During my vacation in Italy these past few weeks, I managed to stay off Twitter and email, I swear. But I wasn’t above giving an occhiata to the local dailies. What jumped out at me most is the astounding political success of Matteo Salvini, leader of the rightwing Lega (“League”) party which currently governs in coalition with the leftish, anti-establishment Five Star Movement (M5S) in what has been called Western Europe’s first “all populist” government. A few observations and a thought..
First, of course, Matteo Salvini is not actually the prime minister. Nor is he head of the largest party in parliament (this distinction falls to labor and economic development minister Luigi DiMaio, who heads M5S). But a casual visitor would hardly know it. Salvini, is a ferociously nationalistic, anti-immigrant firebrand who, as interior minister, now runs the show on the ultra-divisive issue of migrant policy. He acts and is covered as though he were in fact “Salvini Premier” (a campaign slogan he still uses in public and on social media.) Simply put, Italian politics revolves largely around him.
His direct language and shrewd use of social media only enhance his public profile, whether the coverage is good or bad. (While I was there he elicited huge outcry by a) quoting Mussolini and b) being portrayed as Satan by a Catholic magazine. All in a week’s work for Salvini.)
Second, Salvini’s limelight role in Italian politics is helping his party immensely. Lega won 17 percent of the vote in March, but since then its support hassurged to more than 30 percent, placing it roughly on equal footing now with M5S. Lega’s growth has come largely at the expense of the exhausted center-right Forza Italia party of Silvio Berlusconi – mirroring the success of other European right-wingers at weakening center-right establishment parties. But Lega’s surge speaks to the larger success that Salvini has had in transforming his party since he took charge in 2013.

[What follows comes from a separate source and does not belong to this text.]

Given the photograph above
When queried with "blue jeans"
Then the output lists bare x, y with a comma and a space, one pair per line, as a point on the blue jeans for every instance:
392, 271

The Lega Nord (“Northern League”, as it was then known) was once a regional quasi-secessionist party that looked down on Southerners and considered the tax-taking central government in Rome as its main enemy. But Salvini has rebranded it as a fiercely nationalistic party that looks down on immigrants and sees the EU (particularly its policies on migrants and budget deficits) as its main enemy. That shift has helped the party to put down deeper roots even in the South, whose people Salvini once openly derided (and in song, at that.)
Coupled with strong support from Northern industrialists and small town middle class folks who like its long-standing anti-tax message, Salvini is building a supple and potentially dominant coalition, with a well-organized party machine that the M5S folks, still newer to the scene, can only dream of.
The big question as Salvini’s personal and party clout grows is whether the somewhat unnatural alliance between Lega and the M5S will turn into a more open rivalry and, in turn, what that might mean for Italy’s economy and its relationship with the EU.
One smaller bonus question that may interest you is: what was Salvini thinking when he did this semi-nude centerfold piece for the Italian magazine Oggi in 2014? (Hat tip to my pal Fede Santi at Eurasia Group for this gem.)